The reproducibility provided by databases expels time. We can write something into a database, stop everything, and continue precisely at the same point. Databases do not own their own time. Hence, they are purely physical entities. As a consequence, databases do not/can not think. They can’t bring or put things together, they do not associate, superpose, or mix. Everything is under the control of an external entity. A database does not learn when the amount of bits stored inside it increases. We also have to be very clear about the fact that a database does not interpret anything. All this should not be understood as a criticism, of course, these properties are intended by design.
The first important consequence about this is that any system relying just on the principles of a database also will inherit these properties. This raises the question about the necessary and sufficient conditions for the foundations of “storage” devices that allow for learning and informational adaptivity.
As a first step one could argue that artificial systems capable for learning, for instance self-organizing maps, or any other “learning algorithm”, may consist of a database and a processor. This would represent the bare bones of the classic von Neumann architecture.

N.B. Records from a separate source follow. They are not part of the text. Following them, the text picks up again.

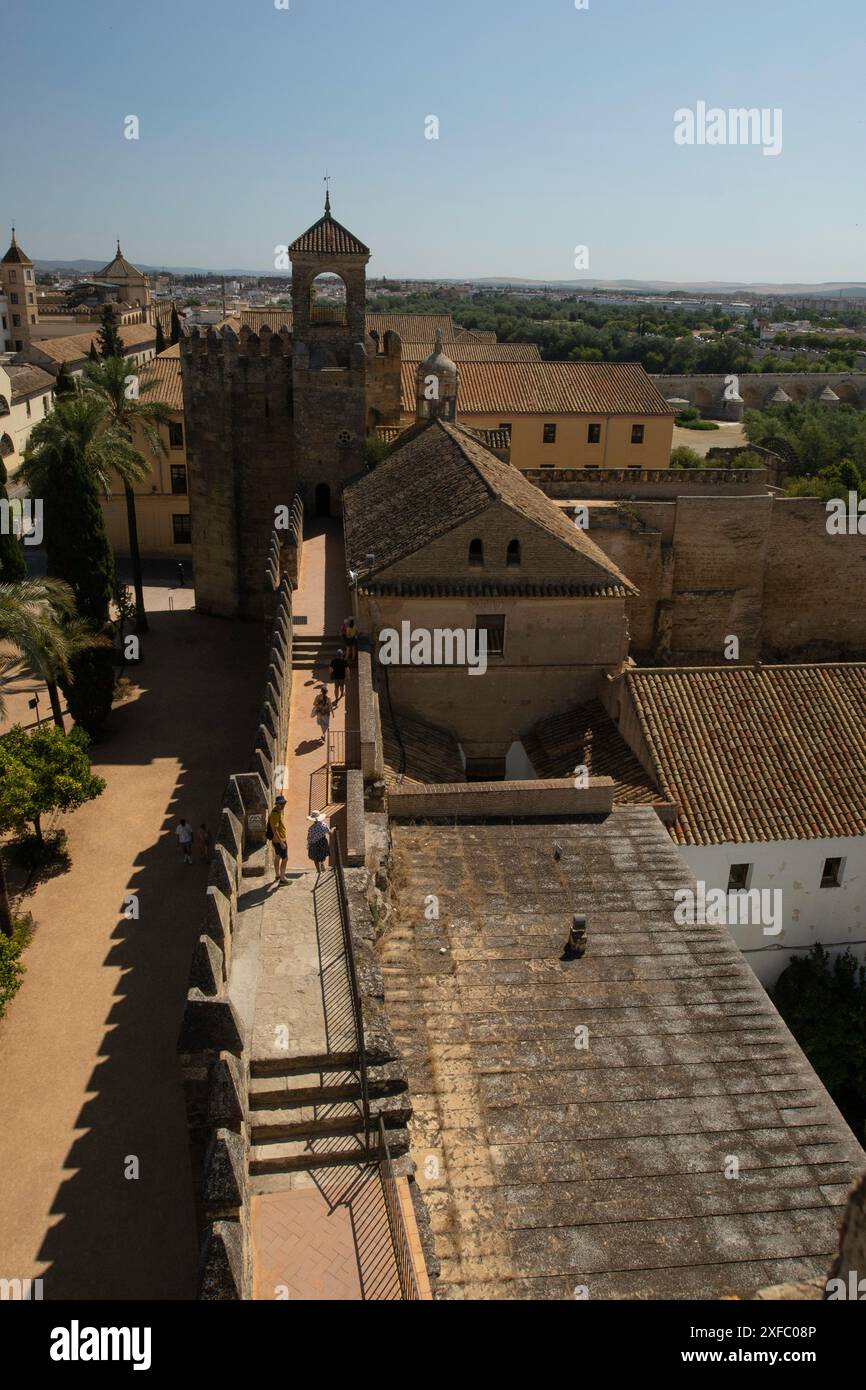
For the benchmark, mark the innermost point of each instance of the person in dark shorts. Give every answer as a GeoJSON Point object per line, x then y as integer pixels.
{"type": "Point", "coordinates": [277, 834]}
{"type": "Point", "coordinates": [338, 676]}
{"type": "Point", "coordinates": [317, 840]}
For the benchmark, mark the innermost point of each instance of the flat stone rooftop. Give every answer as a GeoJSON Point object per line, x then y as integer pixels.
{"type": "Point", "coordinates": [551, 1166]}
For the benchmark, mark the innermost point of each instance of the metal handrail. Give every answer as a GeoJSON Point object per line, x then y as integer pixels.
{"type": "Point", "coordinates": [399, 1236]}
{"type": "Point", "coordinates": [352, 972]}
{"type": "Point", "coordinates": [345, 747]}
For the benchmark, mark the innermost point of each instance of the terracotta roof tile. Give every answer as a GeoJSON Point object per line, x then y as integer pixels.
{"type": "Point", "coordinates": [330, 238]}
{"type": "Point", "coordinates": [585, 734]}
{"type": "Point", "coordinates": [439, 476]}
{"type": "Point", "coordinates": [460, 352]}
{"type": "Point", "coordinates": [752, 754]}
{"type": "Point", "coordinates": [166, 374]}
{"type": "Point", "coordinates": [551, 388]}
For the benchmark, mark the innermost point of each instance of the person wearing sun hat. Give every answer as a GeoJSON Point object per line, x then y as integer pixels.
{"type": "Point", "coordinates": [317, 840]}
{"type": "Point", "coordinates": [277, 834]}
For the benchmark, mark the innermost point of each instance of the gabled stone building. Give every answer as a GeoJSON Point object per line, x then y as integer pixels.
{"type": "Point", "coordinates": [445, 537]}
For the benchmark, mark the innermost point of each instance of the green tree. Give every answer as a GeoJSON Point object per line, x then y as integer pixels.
{"type": "Point", "coordinates": [118, 387]}
{"type": "Point", "coordinates": [64, 384]}
{"type": "Point", "coordinates": [68, 451]}
{"type": "Point", "coordinates": [42, 772]}
{"type": "Point", "coordinates": [823, 1002]}
{"type": "Point", "coordinates": [110, 342]}
{"type": "Point", "coordinates": [685, 458]}
{"type": "Point", "coordinates": [11, 555]}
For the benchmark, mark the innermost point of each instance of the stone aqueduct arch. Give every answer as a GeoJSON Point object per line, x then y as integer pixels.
{"type": "Point", "coordinates": [756, 389]}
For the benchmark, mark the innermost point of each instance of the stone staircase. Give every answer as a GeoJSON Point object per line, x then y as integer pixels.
{"type": "Point", "coordinates": [306, 1112]}
{"type": "Point", "coordinates": [312, 651]}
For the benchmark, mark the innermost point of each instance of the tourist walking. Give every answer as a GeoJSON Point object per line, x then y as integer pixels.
{"type": "Point", "coordinates": [317, 840]}
{"type": "Point", "coordinates": [349, 635]}
{"type": "Point", "coordinates": [277, 834]}
{"type": "Point", "coordinates": [338, 676]}
{"type": "Point", "coordinates": [206, 843]}
{"type": "Point", "coordinates": [185, 837]}
{"type": "Point", "coordinates": [321, 710]}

The essence of this architecture is, again, reproducibility as a design intention. The processor is basically empty. As long as the database is not part of a self-referential arrangement, there won’t be something like a morphological change.
Learning without change of structure is not learning but only changing the value of structural parameters that have been defined apriori (at implementation time). The crucial step however would be to introduce those parameters at all. We will return to this point at a later stage of our discussion, when it comes to describe the processing capabilities of self-organizing maps.1
Of course, the boundaries are not well defined here. We may implement a system in a very abstract manner such that a change in the value of such highly abstract parameters indeed involves deep structural changes. In the end, almost everything can be expressed by some parameters and their values. That’s nothing else than the principle of the Deleuzean differential.
What we want to emphasize here is just the issue that (1) morphological changes are necessary in order to establish learning, and (2) these changes should be established in response to the environment (and the information flowing from there into the system). These two condition together establish a third one, namely that (3) a historical contingency is established that acts as a constraint on the further potential changes and responses of the system. The system acquires individuality. Individuality and learning are co-extensive. Quite obviously, such a system is not a von Neumann device any longer, even if it still runs on a such a linear machine.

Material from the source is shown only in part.